Александр Петрович сперва взъелся было на собеседника чрезвычайно, но — поразмыслив на свободе, все понял и простил… Оставаясь остро-национально-мыслящим, Дробиков, когда его контора вступила в контакт с большевиками, должен был бы хлопнуть дверью и уйти. Однако разгружать вагоны годится в молодости и для начала, а в шестьдесят лет легче было переменить идеологию, чем место. Тем более, что, действительно, люди везде живут и торговать можно и с людоедами.
Не сделав ни карьеры, ни фортуны, Александр Петрович в идеологическом обновлении не нуждался и — в пределах приличия — стал избегать Дробиковых. И на этот раз, поцеловав ручки дамам и пошутив с мужчинами, сослался на то, что его ждут, и ушел в противоположный конец ресторана, где успел уже заметить других, не столь быстро прогрессирующих знакомых.

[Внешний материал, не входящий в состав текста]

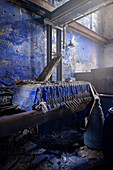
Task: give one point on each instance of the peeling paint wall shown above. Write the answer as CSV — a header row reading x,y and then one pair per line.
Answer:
x,y
22,44
23,47
83,57
107,28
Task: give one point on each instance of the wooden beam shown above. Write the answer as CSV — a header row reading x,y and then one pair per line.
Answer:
x,y
44,4
82,30
54,25
17,122
28,6
76,9
86,32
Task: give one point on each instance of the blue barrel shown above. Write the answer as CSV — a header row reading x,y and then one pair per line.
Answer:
x,y
107,137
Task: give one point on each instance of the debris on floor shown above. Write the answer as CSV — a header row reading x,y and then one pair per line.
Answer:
x,y
61,150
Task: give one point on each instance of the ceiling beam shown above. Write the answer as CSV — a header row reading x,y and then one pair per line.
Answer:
x,y
86,32
80,29
28,6
44,4
76,9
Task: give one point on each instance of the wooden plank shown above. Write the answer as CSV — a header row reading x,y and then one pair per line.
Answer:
x,y
86,32
49,69
82,30
76,9
44,4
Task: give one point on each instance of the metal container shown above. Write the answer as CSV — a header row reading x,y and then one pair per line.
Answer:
x,y
107,137
93,133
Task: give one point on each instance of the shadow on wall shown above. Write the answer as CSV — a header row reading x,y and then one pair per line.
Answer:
x,y
101,79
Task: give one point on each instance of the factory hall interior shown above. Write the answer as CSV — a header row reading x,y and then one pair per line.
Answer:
x,y
56,84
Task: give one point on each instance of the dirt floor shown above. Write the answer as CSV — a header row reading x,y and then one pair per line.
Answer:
x,y
60,150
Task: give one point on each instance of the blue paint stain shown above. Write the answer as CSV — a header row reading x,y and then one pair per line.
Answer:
x,y
22,46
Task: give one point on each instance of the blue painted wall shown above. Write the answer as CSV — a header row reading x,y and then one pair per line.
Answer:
x,y
22,44
23,47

Одним из них был так называемый «фальшивый украинец». Коренной костромич, со вздернутым и одновременно расплюснутым носом на широкой, плоской, неподвижной маске скифской каменной бабы — он, действительно, чем-то напоминал грубую карикатуру на самую красивую (по уверениям Грушевского) народность в мире. В ресторане его звали «насосом», потому что, стоило подставить ему бутылку, как она сразу же выкачивалась до капли, причем «фальшивый хохол» не становился от этого пьянее, чем обычно был. С ним за столиком помещался его физический антипод, сослуживец и собутыльник, неврастенический отпрыск хорошего дворянского рода. Глядя на его бледно-болезненную хилость, каждый сказал бы, что сему человеку три дня до смерти… На самом же деле — Андрей Леонидович проскрипел уже пятьдесят лет с лишним и мог бы запросто протянуть еще столько же, если бы не пожиравшая его неисцелимая, неукротимая и неутолимая страсть: он ненавидел большевиков до того, что даже к солнцу относился подозрительно, потому что всходило оно на востоке, а не на западе.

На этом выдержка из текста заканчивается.